Having a group of GIS techs digitizing PDF maps that people have marked up is not cost effective for anyone. Having people remotely digitize features and be able to work with them in PostGIS, Google Earth, ArcGIS and just about any OGC complaint application is very powerful. It really comes down to using open source to make everyones job easier and doing much more than you could before with much less money. When you take out the maintenance and the licensing of server software, you can focus your money directly on the problem and solution.

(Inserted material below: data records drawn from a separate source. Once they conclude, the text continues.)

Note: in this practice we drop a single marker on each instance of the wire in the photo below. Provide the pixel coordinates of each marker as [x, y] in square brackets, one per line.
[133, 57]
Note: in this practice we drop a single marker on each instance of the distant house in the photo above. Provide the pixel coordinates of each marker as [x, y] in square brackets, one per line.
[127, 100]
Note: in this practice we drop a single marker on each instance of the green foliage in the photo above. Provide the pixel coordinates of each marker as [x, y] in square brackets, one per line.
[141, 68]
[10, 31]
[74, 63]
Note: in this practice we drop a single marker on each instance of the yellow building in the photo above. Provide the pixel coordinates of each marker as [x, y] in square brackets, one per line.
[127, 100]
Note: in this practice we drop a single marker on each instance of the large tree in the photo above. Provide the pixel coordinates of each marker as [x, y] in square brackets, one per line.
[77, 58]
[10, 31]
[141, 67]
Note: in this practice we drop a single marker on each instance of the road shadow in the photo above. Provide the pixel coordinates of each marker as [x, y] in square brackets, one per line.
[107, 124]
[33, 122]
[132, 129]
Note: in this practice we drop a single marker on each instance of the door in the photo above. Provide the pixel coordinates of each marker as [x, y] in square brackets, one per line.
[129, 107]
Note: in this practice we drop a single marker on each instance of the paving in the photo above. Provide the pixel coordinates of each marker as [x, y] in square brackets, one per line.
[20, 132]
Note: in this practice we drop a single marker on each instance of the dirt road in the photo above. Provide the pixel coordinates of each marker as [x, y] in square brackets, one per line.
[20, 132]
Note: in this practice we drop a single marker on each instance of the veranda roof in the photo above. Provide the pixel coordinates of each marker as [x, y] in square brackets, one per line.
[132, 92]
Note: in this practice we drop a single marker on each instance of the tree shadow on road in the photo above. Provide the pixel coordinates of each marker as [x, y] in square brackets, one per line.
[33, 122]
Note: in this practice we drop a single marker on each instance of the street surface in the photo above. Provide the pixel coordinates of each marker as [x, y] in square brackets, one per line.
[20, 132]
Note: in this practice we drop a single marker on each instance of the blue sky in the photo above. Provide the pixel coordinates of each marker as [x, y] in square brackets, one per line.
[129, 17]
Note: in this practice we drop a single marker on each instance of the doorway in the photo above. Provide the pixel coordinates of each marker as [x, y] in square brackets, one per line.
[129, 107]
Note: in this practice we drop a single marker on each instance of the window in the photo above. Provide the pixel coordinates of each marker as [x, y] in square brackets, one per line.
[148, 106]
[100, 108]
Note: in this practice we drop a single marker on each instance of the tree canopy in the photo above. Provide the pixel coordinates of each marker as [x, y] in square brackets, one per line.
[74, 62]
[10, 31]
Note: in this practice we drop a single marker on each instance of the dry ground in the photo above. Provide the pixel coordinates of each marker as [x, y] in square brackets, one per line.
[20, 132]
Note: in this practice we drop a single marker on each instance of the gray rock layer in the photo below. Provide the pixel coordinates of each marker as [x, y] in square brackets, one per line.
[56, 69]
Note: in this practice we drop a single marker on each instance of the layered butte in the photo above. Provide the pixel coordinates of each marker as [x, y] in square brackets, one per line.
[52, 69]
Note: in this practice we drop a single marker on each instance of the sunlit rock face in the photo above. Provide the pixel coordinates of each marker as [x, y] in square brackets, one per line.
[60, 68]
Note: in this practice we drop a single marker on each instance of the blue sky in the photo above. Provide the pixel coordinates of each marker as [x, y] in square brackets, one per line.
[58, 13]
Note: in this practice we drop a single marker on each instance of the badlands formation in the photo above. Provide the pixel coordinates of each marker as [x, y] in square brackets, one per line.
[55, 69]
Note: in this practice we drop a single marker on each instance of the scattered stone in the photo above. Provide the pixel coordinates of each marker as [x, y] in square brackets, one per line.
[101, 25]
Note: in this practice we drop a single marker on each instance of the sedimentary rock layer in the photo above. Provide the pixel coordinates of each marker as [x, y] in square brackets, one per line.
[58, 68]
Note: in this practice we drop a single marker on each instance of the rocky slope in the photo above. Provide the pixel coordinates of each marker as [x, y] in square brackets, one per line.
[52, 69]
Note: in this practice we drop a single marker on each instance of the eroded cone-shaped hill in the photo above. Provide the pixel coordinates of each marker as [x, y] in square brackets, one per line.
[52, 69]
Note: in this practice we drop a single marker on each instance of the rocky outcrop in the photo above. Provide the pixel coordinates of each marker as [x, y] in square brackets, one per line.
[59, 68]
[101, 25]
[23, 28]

The next step is to get FeatureServer to write directly to ArcSDE (or as we now call it ArcGIS Server Enterprise). That way there is no importing of GML (or any other data layers) into your ESRI workflows. FeatureServer takes care of everything and you just interact with you spatial database like you always have. I’ve heard that OGR support for ArcSDE write is on its way so that will open FeatureServer up to many more folks.

That brings up a huge issues for many folks. How do I get my ArcSDE datasets out to the public so they can use them? Imagine FeatureServer just sitting there offering up KML, GML, WFS, GeoJSON, OpenStreetMap .OSM for all to use. I love this approach to getting data in and out of ArcSDE; quick, easy, cheap and it just works.